Saturday, March 04, 2006

Competition claims WE'RE NUMBER TWO!

Just about chuckled my ass off when I was snooping some of my competitors sites, not the blogs silly, my money making site, the site that keeps me in expensive booze and wide screen TVs, not this bullshit.

Back to the story as I'm DigressJacking™ it already.

Anyway, this site we've discussed before as they undersell ad prices, send out newsletters begging for advertisers to fund new projects, etc. but now it gets even more amusing. Somehow this guy has mysteriously moved up the ranks in Alexa which is now listing him as #2 in his category right below me, oh whoop de doo, I've been ranked #1 in that slot in Alexa since they first set up shop, so you bumped someone to get to #2, big fucking deal. Funny he doesn't mention anything about Google's Directory by Rank that has me still at #1 for years and he's way down the list over there, not a peep.

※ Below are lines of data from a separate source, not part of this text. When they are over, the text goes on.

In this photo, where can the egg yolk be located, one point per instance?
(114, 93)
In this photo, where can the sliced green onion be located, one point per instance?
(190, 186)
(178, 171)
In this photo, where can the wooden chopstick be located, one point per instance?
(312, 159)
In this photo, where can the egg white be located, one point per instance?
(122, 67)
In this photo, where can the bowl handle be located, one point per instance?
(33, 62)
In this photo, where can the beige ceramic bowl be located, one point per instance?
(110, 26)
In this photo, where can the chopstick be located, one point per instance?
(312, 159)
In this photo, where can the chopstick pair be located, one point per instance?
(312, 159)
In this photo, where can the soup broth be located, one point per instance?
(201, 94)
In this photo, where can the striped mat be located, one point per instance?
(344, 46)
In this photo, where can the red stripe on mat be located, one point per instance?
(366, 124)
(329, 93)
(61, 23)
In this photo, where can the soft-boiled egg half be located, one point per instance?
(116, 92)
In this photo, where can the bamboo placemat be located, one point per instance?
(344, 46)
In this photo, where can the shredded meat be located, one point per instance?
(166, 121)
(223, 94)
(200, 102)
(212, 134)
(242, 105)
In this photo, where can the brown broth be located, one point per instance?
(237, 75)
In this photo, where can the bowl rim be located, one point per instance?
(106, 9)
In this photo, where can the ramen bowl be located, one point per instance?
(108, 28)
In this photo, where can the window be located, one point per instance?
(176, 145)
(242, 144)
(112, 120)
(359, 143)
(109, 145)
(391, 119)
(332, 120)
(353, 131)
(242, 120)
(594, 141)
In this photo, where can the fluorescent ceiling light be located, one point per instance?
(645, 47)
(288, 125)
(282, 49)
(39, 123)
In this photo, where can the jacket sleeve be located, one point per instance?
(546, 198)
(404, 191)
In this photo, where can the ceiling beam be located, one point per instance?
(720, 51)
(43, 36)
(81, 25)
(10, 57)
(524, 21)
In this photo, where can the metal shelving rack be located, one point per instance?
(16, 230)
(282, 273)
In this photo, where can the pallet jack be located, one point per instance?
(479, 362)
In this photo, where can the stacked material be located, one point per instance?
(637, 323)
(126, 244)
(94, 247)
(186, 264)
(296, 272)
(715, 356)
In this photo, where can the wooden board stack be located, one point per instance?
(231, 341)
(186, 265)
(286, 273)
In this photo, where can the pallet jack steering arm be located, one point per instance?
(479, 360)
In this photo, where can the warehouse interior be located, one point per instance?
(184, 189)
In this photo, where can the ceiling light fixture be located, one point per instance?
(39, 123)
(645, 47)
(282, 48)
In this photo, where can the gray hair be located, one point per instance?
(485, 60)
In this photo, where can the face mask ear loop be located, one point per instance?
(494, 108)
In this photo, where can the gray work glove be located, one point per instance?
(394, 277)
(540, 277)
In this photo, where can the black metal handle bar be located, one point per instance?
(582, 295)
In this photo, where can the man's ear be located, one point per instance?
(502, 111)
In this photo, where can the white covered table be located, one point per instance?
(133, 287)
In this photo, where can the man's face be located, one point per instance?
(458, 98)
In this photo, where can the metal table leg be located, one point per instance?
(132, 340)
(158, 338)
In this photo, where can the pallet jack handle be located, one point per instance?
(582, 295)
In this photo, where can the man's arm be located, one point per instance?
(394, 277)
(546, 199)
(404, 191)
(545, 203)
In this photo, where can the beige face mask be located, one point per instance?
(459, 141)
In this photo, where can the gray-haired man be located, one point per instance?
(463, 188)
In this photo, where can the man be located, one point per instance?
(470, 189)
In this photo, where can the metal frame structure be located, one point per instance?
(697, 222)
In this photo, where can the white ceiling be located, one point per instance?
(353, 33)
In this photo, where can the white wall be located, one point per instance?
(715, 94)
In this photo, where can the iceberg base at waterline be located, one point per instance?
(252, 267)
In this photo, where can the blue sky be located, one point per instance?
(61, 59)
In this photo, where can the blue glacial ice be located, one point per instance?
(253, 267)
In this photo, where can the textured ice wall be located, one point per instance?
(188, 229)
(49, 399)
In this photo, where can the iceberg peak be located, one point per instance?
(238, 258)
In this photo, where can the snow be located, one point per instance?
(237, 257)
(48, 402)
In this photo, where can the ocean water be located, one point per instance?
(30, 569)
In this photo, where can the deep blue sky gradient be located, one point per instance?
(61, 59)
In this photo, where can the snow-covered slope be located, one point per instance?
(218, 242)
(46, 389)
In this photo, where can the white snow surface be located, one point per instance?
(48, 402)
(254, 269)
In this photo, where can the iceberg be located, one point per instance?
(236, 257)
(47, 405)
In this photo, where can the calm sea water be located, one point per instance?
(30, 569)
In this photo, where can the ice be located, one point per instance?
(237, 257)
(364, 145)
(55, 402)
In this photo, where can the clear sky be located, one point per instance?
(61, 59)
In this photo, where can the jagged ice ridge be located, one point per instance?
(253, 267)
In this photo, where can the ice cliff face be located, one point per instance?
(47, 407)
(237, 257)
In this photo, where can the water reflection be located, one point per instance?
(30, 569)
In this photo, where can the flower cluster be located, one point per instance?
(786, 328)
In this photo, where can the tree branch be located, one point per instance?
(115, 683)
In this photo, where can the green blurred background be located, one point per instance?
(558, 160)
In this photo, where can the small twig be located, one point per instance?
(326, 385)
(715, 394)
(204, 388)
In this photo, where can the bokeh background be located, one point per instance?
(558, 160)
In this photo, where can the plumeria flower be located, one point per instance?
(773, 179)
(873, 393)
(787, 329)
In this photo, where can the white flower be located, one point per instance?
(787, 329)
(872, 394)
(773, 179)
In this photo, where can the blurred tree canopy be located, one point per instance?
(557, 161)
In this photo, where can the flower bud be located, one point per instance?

Then he calls out one other place where he's #2 below me for some bullshit meaningless 2 keyword search term in Google that doesn't even drive traffic.

Excuse me?

Is that smoke I feel blowing up my ass?

Hate to burst your bubble buddy boy but I'm in the top 10 for 2 keywords that are tops in the field, ONE WORD, NOT TWO, yes a SINGLE KEYWORD that drives thousands of visitors daily and it's not a BULLSHIT TERM, people actually actively fucking search this term!

So then he goes on lamenting about how his ads are a better value at his rock bottom bargain basement prices than "some other more expensive sites".

Give me a fucking break, I send people more traffic from my ads in a day than you sometimes send in a month. He knows it's true too because he used to have a page showing the traffic for all his ads and took it down, good thing too, it was embarassing.

I've been toying with making any mention to his references but so far all I did was put up a nice bold line of text on my ad page that says "We may cost more but you get what you pay for - performance" and left it at that.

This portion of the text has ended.